Hidden Algorithms Inside Tech
Featuring: DoorDash, Arc Raiders, and Deal Desks
DoorDash and UberEats Isn’t Optimizing for You
Ordering food feels simple: pick, pay, wait.
Under the hood, every request hits a system balancing:
delivery time
driver availability
projected customer churn
historical tolerance for delays
Two identical orders can get different results — not because the system is broken, but because it’s optimized for broader business goals. ( This post was actually inspired by this reddit post here: https://www.reddit.com/r/doordash_drivers/comments/1q2oweb/desperation_score_insane_admission_from_ashamed/ )

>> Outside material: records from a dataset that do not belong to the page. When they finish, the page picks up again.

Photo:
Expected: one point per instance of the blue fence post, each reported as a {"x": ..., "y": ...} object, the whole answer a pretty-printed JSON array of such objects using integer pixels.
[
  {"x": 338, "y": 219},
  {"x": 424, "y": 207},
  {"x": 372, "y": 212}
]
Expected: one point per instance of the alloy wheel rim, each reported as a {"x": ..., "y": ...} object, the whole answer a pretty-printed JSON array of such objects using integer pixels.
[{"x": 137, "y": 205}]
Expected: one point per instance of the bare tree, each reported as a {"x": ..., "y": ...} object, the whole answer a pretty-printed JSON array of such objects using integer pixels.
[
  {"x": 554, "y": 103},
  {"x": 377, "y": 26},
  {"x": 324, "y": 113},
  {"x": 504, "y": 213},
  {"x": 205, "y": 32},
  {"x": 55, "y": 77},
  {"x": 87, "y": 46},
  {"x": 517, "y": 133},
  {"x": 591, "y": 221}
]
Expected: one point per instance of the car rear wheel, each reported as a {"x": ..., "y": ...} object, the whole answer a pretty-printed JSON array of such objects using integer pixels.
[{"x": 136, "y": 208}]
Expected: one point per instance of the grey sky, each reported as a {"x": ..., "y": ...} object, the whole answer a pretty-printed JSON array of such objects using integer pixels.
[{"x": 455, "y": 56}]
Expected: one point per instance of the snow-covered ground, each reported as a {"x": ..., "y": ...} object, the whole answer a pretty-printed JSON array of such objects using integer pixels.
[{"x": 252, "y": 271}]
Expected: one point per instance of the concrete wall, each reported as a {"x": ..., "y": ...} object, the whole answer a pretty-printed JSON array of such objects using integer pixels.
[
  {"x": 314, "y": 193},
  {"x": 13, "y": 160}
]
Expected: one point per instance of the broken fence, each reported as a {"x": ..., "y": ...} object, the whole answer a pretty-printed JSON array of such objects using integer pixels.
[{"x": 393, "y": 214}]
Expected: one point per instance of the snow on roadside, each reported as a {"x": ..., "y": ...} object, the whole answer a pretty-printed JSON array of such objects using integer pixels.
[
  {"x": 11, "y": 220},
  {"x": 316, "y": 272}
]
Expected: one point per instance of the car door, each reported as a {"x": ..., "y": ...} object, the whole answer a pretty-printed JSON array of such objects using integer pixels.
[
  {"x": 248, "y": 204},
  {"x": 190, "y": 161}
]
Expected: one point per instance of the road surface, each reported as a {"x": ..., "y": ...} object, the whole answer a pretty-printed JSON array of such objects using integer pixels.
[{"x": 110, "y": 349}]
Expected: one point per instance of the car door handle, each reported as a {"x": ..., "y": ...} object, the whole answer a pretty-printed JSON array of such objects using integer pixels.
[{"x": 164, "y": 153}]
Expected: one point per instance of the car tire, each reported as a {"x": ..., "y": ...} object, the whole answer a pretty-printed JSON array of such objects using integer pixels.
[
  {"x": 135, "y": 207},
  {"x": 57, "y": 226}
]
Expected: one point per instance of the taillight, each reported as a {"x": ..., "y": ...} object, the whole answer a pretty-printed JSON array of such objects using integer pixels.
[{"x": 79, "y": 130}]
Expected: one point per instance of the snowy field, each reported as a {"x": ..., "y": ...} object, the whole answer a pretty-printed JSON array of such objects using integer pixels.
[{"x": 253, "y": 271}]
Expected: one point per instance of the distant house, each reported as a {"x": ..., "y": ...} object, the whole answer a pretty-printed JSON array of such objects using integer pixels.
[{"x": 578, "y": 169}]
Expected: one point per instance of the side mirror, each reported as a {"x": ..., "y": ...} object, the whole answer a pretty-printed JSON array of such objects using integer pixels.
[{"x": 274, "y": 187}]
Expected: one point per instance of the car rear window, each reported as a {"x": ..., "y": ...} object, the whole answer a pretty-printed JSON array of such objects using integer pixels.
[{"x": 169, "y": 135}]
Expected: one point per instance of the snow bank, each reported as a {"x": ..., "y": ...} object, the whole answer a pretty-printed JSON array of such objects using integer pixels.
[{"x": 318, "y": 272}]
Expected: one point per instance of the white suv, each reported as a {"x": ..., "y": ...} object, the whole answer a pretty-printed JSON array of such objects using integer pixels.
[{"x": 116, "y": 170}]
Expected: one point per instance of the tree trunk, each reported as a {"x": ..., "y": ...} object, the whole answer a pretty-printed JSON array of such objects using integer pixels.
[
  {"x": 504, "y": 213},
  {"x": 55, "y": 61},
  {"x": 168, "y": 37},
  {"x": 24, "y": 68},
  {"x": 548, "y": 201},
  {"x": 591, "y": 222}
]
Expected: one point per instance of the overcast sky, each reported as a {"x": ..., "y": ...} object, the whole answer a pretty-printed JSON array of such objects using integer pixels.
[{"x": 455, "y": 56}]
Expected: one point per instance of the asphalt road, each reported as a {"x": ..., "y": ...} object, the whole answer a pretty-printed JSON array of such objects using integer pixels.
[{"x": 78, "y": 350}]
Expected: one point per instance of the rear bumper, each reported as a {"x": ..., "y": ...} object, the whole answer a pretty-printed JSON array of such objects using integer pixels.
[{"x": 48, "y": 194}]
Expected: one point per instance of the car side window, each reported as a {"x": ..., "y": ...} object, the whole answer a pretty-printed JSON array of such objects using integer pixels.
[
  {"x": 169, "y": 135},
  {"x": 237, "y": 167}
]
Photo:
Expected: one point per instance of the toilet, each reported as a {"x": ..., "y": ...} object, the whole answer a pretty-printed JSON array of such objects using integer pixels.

Your experience is where you landed in that balance.
Arc Raiders: Matchmaking Is Not “Fair”
Arc Raiders is one of the most talked-about multiplayer shooters right now. Yet players are finding its matchmaking unpredictable, and a lot of that isn’t rumor.
Here’s what the community is observing:
Queue times sometimes stretch from seconds to minutes, with solo players ending up in duo or trio lobbies. GamesRecon
Solo players can spawn into ongoing matches, leaving them disadvantaged from the start.
Developers officially deny gear-score matchmaking, focusing instead on separating solos and squads to keep fights balanced.
Community tests and player experience suggest behavior-based matchmaking may be real, aka players who fight aggressively report consistently hostile lobbies, while more passive play leads to calmer matches. Runeus
Whether it’s queuing mechanics, population smoothing, or weighting behavior patterns, players believe the system isn’t just matching skill… it’s also using implicit signals from past behavior to shape future lobbies.
B2B Isn’t Immune Either
In the enterprise world, the same pattern shows up.
Consider SaaS pricing and deal approvals.
To a seller:
“Why did that discount get denied?”
“Why did this close immediately and that one take forever?”
Under the surface:
models weigh deal size, term length, churn risk, customer segment
margin thresholds and historical closure patterns bias outcomes
Two similar deals can get different results because the system’s math favors patterns that historically worked.
The system already had an opinion, and no one manually intervened.
When the Algorithm Became Memory
This is the real shift in modern tech.
Old systems:
human-written rules
explicit logic
easy to interrogate
Modern systems:
learned weights
billions of tiny numerical values trained on data
encode priorities, tradeoffs, biases
Those weights don’t say “if X, then Y.”
They say what the system learned matters.
In LLM-based systems, those weights are the algorithm.
They decide:
how strongly to weigh recency vs. accuracy
what similarities matter
how uncertainty should be handled
This learned “memory” is what actually shapes outcomes.
Why This Matters
These systems feel neutral because we can’t see the math.
But they’re not neutral.
Someone chose:
the data
the objective function
what success looks like
Once those decisions are baked into weights, they become hard to question, hard to audit, and easy to hide behind.
We don’t argue with a rule, we instead argue with the result of learned priorities.